Since setting up residency in the other birthplace of punk,
Butler's music has moved in a softer direction from the days of surly, chaotic
Furs classics like "Imitation Christ," "Pretty in Pink" and
"Into You Like a Train." Taking a cue from their first American hit,
"Love My Way," the current Furs LP, Mirror Moves, finds Butler nearly
optimistic ("Heartbeat") and, when satirical ("Here Come
Cowboys")) nonetheless willing to present his views in a commercially
accessible format. Though the sound is somewhat sparser than its cello-laden
predecessor, the Todd Rundgren-produced Forever Now, it's still some distance
from the band's origins.
In fact, Butler seems amused that scenes like Orange
County's hardcore contingency still exist: "Yeah, but it's like you still
get teddy boys in England, and you still get mods," he says. "It's
the same. There'll probably s be punks in ten years' time." Like many punk
survivors, Butler feels the movement, though now dead and buried, was important
in its time. "I know you've heard this many times about punk, but it
really did shake the whole music industry up," he contends, "getting
people out making music, making people realize that anybody can do it. I mean,
I wouldn't have been in a band if it hadn't been for punk rock, and I certainly
wouldn't have been signed if it hadn't been for punk rock"
While Butler risks alienating older fans by describing the
first two Furs LPs as "almost unpleasant listening" because of their
intensity, he adds "They were great for the time and I still see what's
good about them. But the longer I do something, the better I feel I get at
it."
One area where Butler sees improvement is in his vocal
style. "I’m considering myself to be a singer," he announces. Could
that mean vocal lessons? "Oh no, I wouldn't go that far," he laughs.

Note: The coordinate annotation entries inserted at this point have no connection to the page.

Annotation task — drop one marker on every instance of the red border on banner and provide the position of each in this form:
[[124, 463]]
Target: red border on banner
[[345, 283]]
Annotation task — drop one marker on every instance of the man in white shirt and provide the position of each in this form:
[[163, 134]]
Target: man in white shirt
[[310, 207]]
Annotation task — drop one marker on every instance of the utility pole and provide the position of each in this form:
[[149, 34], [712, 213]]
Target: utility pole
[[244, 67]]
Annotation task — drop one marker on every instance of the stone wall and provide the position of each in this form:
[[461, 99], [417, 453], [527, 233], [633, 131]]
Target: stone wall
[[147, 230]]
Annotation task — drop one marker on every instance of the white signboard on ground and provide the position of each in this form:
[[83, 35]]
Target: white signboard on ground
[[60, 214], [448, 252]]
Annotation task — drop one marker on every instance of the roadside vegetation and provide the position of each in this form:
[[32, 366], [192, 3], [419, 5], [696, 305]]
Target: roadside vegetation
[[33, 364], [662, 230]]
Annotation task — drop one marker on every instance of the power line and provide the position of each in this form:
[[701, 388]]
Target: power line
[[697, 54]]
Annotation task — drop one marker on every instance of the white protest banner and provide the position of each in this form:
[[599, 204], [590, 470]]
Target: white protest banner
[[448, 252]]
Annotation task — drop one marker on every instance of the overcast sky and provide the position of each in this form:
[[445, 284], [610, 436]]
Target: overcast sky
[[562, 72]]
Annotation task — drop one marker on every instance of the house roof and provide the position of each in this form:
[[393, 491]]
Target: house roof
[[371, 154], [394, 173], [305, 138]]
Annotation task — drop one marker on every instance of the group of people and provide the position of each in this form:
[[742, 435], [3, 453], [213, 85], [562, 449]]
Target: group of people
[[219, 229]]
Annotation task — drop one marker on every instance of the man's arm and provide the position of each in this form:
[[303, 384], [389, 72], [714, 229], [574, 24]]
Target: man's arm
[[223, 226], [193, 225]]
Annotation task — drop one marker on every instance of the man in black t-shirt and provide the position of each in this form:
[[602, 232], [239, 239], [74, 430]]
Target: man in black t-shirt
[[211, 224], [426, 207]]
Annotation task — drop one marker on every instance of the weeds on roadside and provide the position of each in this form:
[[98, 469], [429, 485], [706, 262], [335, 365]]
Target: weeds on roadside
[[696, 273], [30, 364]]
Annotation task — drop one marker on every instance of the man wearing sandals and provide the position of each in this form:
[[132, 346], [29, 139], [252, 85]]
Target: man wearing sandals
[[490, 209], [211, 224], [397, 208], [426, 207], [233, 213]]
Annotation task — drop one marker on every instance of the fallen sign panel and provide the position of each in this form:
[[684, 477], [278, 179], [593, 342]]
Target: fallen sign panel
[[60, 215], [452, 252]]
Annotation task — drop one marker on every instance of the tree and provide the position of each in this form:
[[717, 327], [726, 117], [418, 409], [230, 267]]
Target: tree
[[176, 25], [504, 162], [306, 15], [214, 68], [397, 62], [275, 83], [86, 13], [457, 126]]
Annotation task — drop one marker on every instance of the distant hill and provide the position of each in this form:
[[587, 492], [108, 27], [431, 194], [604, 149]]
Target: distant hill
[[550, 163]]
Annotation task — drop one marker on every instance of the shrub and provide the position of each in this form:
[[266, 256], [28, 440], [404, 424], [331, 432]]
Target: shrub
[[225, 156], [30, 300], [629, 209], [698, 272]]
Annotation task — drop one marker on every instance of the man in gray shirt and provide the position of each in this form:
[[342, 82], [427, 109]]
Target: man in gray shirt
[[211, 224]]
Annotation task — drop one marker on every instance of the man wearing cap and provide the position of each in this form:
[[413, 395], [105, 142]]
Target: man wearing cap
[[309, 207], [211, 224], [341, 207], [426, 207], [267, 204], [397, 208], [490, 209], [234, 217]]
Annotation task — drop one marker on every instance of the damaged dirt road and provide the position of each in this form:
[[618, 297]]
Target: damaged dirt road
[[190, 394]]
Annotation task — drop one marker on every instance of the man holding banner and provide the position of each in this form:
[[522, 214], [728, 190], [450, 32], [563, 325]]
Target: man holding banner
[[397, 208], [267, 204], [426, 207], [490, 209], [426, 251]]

"I think vocal lessons might take away something rather than add
something. I mean, I don't want to be a singer like Dean Martin."
No problem there. While Butler has refined his singing to
some extent, the hoarse, sarcasm-laden delivery that gives the Furs their charm
and distinctiveness remains, though in some- what toned-down form. Likewise,
his songwriting has taken on a new subtlety. Of "Here Come Cowboys,"
the current single with its allusions to American notions of leadership and
morality, he comments, "It's subliminally political; it doesn't scream its
message out. I don't like songs that do. I'm not a fan of The Alarm or The
Clash."
Butler is a fan of Prince, having followed the artist since
Dirty Mind, and The Police, a band he only grew to like with the release of
Synchronicity Among lyricists, he speaks highly of "Paint It
Black"-era Jagger and Chuck Berry. "The thing about Chuck Berry is he
never considered himself a lyricist, which is the nicest kind of lyricist, I
think, sometimes. As opposed to the obvious ones like Bob Dylan and Elvis
Costello, who almost seem to write as if they're consciously writing something
that's poetry."
Butler owes his first exposure to music to his parents.
"Well, there's not really much to say about them. I mean, me old man's a
Communist and has been since I was a kid, and my mother's an artist." The
elder Mr. Butler is also a research chemist and record collector. "He used
to play Bob Dylan when I was about nine or ten," recalls Butler.
"Dylan, Woodie Guthrie, Hank Williams, and all the blues guys...I just
took it all in. I'm grateful to him for playing Bob Dylan to me, definitely,
and Hank Williams and Edith Piaf, you know. I'm not so keen on Burl Ives and
Jim Reeves."
Nor is Butler particularly enamored with the inequities that
inspired early Dylan and Guthrie songs. "Narrow- mindedness is the thing
that gets me angriest of all, and the thing that I see most of the time,"
he comments. "T mean everywhere, it's unending. Sexism, prejudice against
all kinds of people, from homosexuals through to all different races. You pull
up to a truck stop and get out and you're immediately confronted with
hostility.
"I'm as angry as I ever was, it's just, that you
realize after a while that shouting isn't the best way to get your anger
across," says Butler. "If you've got something to say, it's almost a
responsibility to say it to a lot of people. And to get across to a lot of
people, you've got to make a lot of people want to listen to you. It's as
simple as that. It's almost compromising one part of your output for another.”